Adventures in Nepal!
Nepal is a country with about 16 million people, divided up into different tribes & language groups—from the hardy Sherpas of the mountainous far north, close to the Tibetan border, down to those in the southern plains that look much more Indian. Very few Nepalese speak English, but we really wanted to reach them all & so the Lord led me to learn the national language of Nepali. Heidi came from a place in India where Nepali is spoken, so she had a head start, but I needed to completely begin from scratch!
As tourist visas in Nepal only lasted a few months & were difficult to renew, the Lord led me to join a teacher’s training college & apply for a student visa. As this was the late 1970s, there was no internet & consequently no online applications, & so everything had to be done on foot: either walking or cycling to different government offices over a period of 2 months before the treasured visa was finally granted!

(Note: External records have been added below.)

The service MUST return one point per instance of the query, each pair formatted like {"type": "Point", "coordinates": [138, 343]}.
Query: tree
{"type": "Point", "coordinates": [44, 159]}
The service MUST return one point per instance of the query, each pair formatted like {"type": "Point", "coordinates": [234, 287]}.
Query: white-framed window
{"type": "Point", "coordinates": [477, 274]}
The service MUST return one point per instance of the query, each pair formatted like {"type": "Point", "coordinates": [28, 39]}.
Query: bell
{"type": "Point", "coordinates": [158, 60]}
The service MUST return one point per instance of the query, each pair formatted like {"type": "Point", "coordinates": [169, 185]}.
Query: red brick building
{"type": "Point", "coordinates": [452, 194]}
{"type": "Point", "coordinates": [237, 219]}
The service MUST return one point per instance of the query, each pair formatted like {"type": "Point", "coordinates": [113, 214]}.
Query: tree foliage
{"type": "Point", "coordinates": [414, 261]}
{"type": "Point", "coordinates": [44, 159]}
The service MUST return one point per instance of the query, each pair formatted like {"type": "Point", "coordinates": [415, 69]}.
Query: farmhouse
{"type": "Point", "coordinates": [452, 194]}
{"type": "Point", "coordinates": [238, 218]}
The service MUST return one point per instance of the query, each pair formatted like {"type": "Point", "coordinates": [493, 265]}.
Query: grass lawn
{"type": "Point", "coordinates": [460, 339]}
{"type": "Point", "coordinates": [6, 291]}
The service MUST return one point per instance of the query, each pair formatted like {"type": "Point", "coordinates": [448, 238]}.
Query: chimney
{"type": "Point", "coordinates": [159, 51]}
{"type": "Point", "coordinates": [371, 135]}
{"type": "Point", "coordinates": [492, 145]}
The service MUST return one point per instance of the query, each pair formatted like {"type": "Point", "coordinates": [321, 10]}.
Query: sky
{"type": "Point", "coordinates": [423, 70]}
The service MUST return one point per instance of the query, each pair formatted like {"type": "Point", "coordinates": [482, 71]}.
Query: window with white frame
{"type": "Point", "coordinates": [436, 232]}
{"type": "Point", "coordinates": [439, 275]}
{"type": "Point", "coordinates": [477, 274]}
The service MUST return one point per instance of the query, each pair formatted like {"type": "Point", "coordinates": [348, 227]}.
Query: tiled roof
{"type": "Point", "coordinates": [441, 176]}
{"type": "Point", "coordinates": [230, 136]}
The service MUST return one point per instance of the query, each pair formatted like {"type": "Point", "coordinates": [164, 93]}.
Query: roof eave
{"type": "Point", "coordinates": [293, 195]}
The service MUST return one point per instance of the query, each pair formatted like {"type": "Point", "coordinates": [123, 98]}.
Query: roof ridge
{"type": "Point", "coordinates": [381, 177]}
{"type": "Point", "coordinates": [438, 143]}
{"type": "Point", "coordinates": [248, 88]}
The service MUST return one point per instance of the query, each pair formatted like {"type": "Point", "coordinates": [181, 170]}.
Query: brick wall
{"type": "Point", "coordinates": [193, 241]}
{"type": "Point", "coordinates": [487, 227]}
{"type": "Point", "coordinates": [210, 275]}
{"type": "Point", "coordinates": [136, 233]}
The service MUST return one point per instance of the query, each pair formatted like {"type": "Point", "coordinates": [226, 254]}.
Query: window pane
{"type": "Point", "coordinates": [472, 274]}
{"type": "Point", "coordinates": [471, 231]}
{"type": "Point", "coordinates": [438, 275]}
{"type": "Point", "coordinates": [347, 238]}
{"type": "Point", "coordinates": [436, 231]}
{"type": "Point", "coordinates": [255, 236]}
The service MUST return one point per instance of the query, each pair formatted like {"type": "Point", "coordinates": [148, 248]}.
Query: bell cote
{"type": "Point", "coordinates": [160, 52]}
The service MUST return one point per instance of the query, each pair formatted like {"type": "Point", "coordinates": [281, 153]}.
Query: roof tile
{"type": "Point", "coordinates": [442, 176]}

I remember my first day at my new college: I’m not sure what I was expecting but it was quite a culture shock! I was the only foreigner in a campus of several hundred Nepalese & every word of every class was in Nepali! I had been studying a teach-yourself Nepali book, but because everyone seemed to speak so fast, I couldn’t understand a word of what was being said. I’m happy to say that as time went on though, I found I could understand the first & last word of every sentence. A few months later I could understand some of the words in between, & by the end of the year I was just about fluent!
Around this time in our missionary organization, there was a great emphasis on reaching people with ‘True Komix’–illustrated tracts that usually finished with a salvation message & an invitation for people to receive Jesus as their Saviour. They were wonderfully simple & were exactly what was needed to reach the Nepalese population—the trouble was that they were all in English. The Lord showed me to translate them into the local language & distribute them widely all over the country. Slowly but surely, we translated the first few, adding a new one every month or so, while a faithful American friend & co-worker called Pat wrote the Nepali script. He was amazingly gifted for this job, as Nepalese often commented that his writing was the best they’d ever seen! Every speech bubble & piece of text had to be written by hand & then carefully glued on the original English version. In the same way, we had to glue on letraset shading to make the characters look more Asian & less European.
In the early 1980s, printing in Nepal was still the very old-fashioned type where the printer actually inserts every letter individually into a wooden block by hand. All the pictures would also have to be photographed & then etched onto wooden blocks in the same way, making the task of printing a 4-page comic much too burdensome. For this reason, apart from one simple salvation tract that we did locally, we decided to print in India. This involved very long overland journeys to places as far away as Madras, (Chennai) to take advantage of the more modern offset printing presses that were used there. Bringing the literature back was also a huge challenge, involving train & bus journeys lasting several days. I remember one time loading a large amount of packets of comics & tracts into a cycle rickshaw (three wheel cycle taxi), while my wife & I climbed into another cycle rickshaw. The rickshaw with all the literature was supposed to follow us to a transport company that would take the consignment from this dusty north Indian town of Muzaffarpur to the Nepalese capital of Kathmandu. However, Indian traffic is chaotic & so somehow the second rickshaw got separated…..we waited at the transport office for a long, long time & with each minute that passed, it looked more & more likely that the rickshaw driver had probably sold the literature as paper for making paper bags. We were on our way out when suddenly the rickshaw turned up out of the blue: apparently he had gotten lost & wanted to be paid a much higher price for his blunder! I don’t remember how much of a ‘tip’ we gave him, but we sure were happy to recover our precious load!